South Africa’s parliament will soon begin to debate a bill designed to put more prime farmland in black hands, in a renewed bid to change the racial imbalance in land ownership as a legacy of colonial rule.
The bill, in its current form, will allow the state to expropriate land owned by whites without compensating them, but only under very specific conditions.
The ruling African National Congress (ANC) has repeatedly emphasized that it doesn’t intend to begin a mass seizure of white-owned farms, but South Africa’s estimated 30,000 white commercial farmers remain anxious about the future.
Many argue that, in the absence of an effective, state-driven land reform program, they’ve been involved in land-sharing initiatives and the development of black farmers for decades, without any government support or recognition.
One of them is Jannie de Villiers, who’s at the helm of one of the country’s most powerful agricultural organizations, Grain South Africa.
Its members, who are mostly white farmers, produce the bulk of the maize that feeds the majority of the nation’s 56 million people.
At face value, de Villiers looks like a stereotypical white Afrikaans farmer: The burly man’s big, black moustache bristles and glistens under fluorescent lights; his salt and pepper hair is closely cropped.
His English rolled gutturally over his tongue recently as he addressed an agricultural meeting in northern Limpopo province.
De Villiers explained that his group was helping 8,000 black subsistence farmers who weren’t getting any assistance from the state.
The smallholders are too poor to buy land, so most work tiny, leased farms.
Because they don’t own land, they can’t use it as surety to get the funds they need to grow their enterprises. Most, therefore, remain mired in poverty.
De Villiers and his partners step in to give black farmers seeds and fertilizers. Agricultural technicians map their lands and analyze soil samples to establish what will grow best on their farms.
Experienced white farmers mentor their less-privileged black compatriots to give them the skills necessary to boost their yields.
White Afrikaner farmers are not known for their sensitivity, but De Villiers cried as he explained how his life had also transformed since he started helping the small farmers.
“I asked one of them, a very old woman, ‘What have you done with the profit from your crops?’ She said to me, ‘I bought myself a bed.’ Now that woman could have been my mother. And she’s never slept on a bed. And others told me they can now afford to buy clothing for their children …”
At the same meeting, a white farmer named Eddie Prinsloo strode to the stage and surprised everyone by addressing the audience in the language of South Africa’s Sotho ethnic group.
He farms in the Free State, a province that has a reputation for conservatism and a long history of racial division.

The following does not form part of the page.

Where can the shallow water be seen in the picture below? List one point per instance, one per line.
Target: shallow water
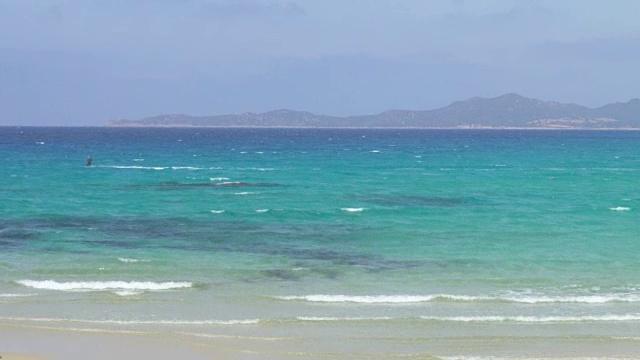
(490, 237)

But Prinsloo, a sheep farmer, said he’d “never cared much” for reputations, least of all his own.
Even during apartheid, he gave animals to his black workers and helped them make money by setting up their own breeding operations and auctions.
Two years ago, Prinsloo went much further: He approached the state to transfer one of his two farms to his laborers, transforming them into commercial farmers.
“Today people still ask me, ‘How could you give such a beautiful farm to your workers?’ But I wanted to do it. It was the right thing to do. How selfish it would be of me to have everything while others have nothing?”
Prinsloo said as long as the majority of black people live in poverty, “without any pride or privilege,” South Africa is doomed … not just white farmers.
Prinsloo was followed onstage by Dries Wiese, a big, balding farmer from the arid Northern Cape province.
Wiese has funded the studies of several black youngsters at agricultural college.
He’s adamant that seizing white-owned land will do more harm than good to South Africa, and it isn’t the way to achieve “good” land reform.
But, Wiese argued, it is a good way to force white farmers out of the country they love.
“When I listen to the talk about expropriating land without compensation, the first thing that comes into my mind is: Can we really afford to lose our top food producers?”
Threatened by crime and, now, land expropriation, hundreds of white farmers have already left South Africa. They’re farming across the world, from Angola to Canada to Georgia in Eastern Europe.
In recent years, just 12 of them have transformed Zambia from a net importer of corn to a net exporter.
Prinsloo is, however, optimistic that white farmers like him have a place in South Africa.
“The president [Cyril Ramaphosa] is a [game] farmer; many ANC members have farms. I believe that deep down, they understand us. We support them; they’re not the enemies of the white farmer. Together we are going to make land reform work in this country.”